Prenatal Diagnostic Testing

Measurement of certain substances in the pregnant woman's blood plus ultrasonography can help estimate the risk of genetic abnormalities in the fetus.
These blood tests and ultrasonography may be done as part of routine care during pregnancy.
If results of these tests suggest an increased risk, tests to analyze the genetic material of the fetus may be done.
These genetic tests are invasive and have certain risks for the fetus.

Prenatal diagnostic testing involves testing the fetus before birth (prenatally) to determine whether the fetus has certain abnormalities, including certain hereditary or spontaneous genetic disorders. Some of these tests, such as ultrasonography and certain blood tests, are often part of routine prenatal care. Ultrasonography and blood tests are safe and sometimes help determine whether more invasive prenatal genetic tests (chorionic villus sampling, amniocentesis, and percutaneous umbilical blood sampling) are needed. Usually, these more invasive tests are done when couples have an increased risk of having a baby with a genetic abnormality (such as neural tube defects) or a chromosomal abnormality (particularly when the woman is 35 or older). These tests have risks, although very small, particularly for the fetus. Couples should discuss the risks with their health care practitioner and weigh the risks against their need to know. For example, they should think about whether not knowing the results of testing would cause anxiety and whether knowing that an abnormality was not found would be reassuring.
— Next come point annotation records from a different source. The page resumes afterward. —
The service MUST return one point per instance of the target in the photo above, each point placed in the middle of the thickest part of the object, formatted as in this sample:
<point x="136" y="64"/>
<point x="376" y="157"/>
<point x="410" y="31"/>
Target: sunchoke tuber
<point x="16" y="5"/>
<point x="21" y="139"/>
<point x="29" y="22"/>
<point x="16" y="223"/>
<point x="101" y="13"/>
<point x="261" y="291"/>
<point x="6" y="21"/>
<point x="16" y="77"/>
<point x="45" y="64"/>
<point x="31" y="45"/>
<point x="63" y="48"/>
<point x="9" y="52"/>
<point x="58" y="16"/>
They should think about whether they would pursue an abortion if an abnormality was found. If they would not, would they still want to know of an abnormality before birth (for example, to prepare psychologically) or would knowing only cause distress? For some couples, the risks outweigh the benefits of knowing whether their baby has a chromosomal abnormality, so they choose not to be tested.
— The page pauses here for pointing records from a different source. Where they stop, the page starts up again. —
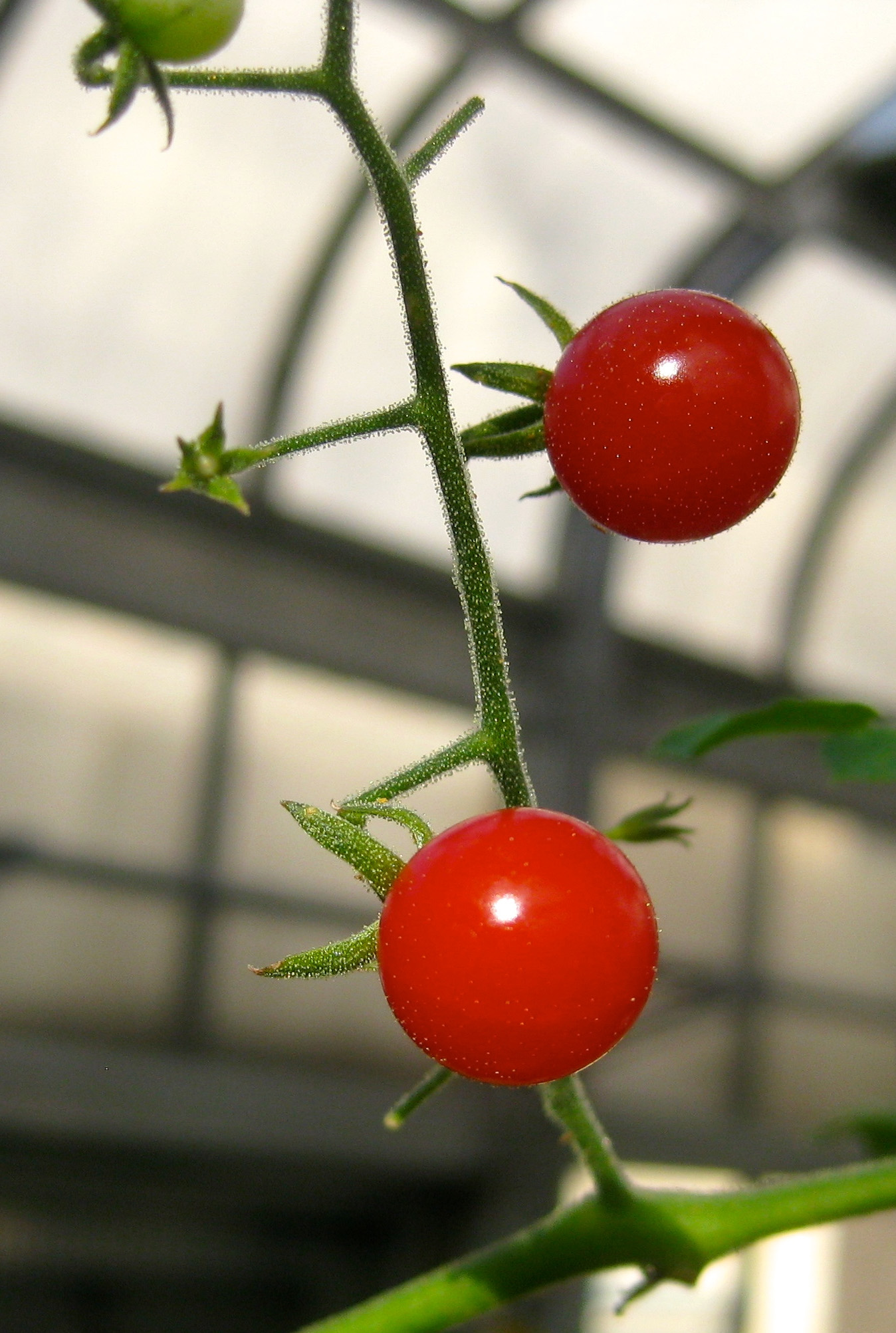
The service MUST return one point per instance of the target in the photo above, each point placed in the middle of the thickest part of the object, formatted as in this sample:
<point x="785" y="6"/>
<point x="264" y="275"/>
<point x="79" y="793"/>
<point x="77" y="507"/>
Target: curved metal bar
<point x="864" y="452"/>
<point x="312" y="289"/>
If in vitro fertilization is done, genetic disorders can sometimes be diagnosed before the fertilized egg is transferred from the culture dish to the uterus. These tests are available only in specialized centers and are used primarily for couples with a high risk of certain genetic disorders (such as cystic fibrosis) or chromosomal abnormalities.




Some Genetic Disorders That Can Be Detected Before Birth
Disorder
Incidence
Inheritance Pattern

Cystic fibrosis
1 of 3,300 white people
Autosomal recessive

Congenital adrenal hyperplasia
1 of 10,000
Autosomal recessive

Duchenne's muscular dystrophy
1 of 3,500 male births
X-linked recessive

Hemophilia A
1 of 8,500 male births
X-linked recessive

Alpha- and beta-thalassemia
Varies widely by ethnic and racial group
Autosomal recessive

Fragile X syndrome
1 of 2000 male births

1 of 4000 female births
X-linked dominant

Polycystic kidney disease (adult type)
1 of 3,000
Autosomal dominant

Sickle cell anemia
1 of 400 black people in the United States
Autosomal recessive

Tay-Sachs disease
1 of 3,600 Ashkenazi Jews and French Canadians

1 of 400,000 in other groups
Autosomal recessive



Screening of the Pregnant Woman

Measuring levels of certain substances (called markers) in blood can help identify women with an increased risk of problems, such as having a baby with a brain or spinal cord defect (neural tube defect), Down syndrome, other chromosomal abnormalities, and some rarer genetic disorders. Knowing the woman's individual risk as precisely as possible can help the couple better assess the benefits of having invasive prenatal genetic testing. Doctors usually offer to measure these markers as part of routine prenatal care, although women can choose not to have these tests. For example, if couples can decide whether to have prenatal genetic testing without knowing the precise risk of a genetic or chromosomal abnormality, most parts of screening are unnecessary.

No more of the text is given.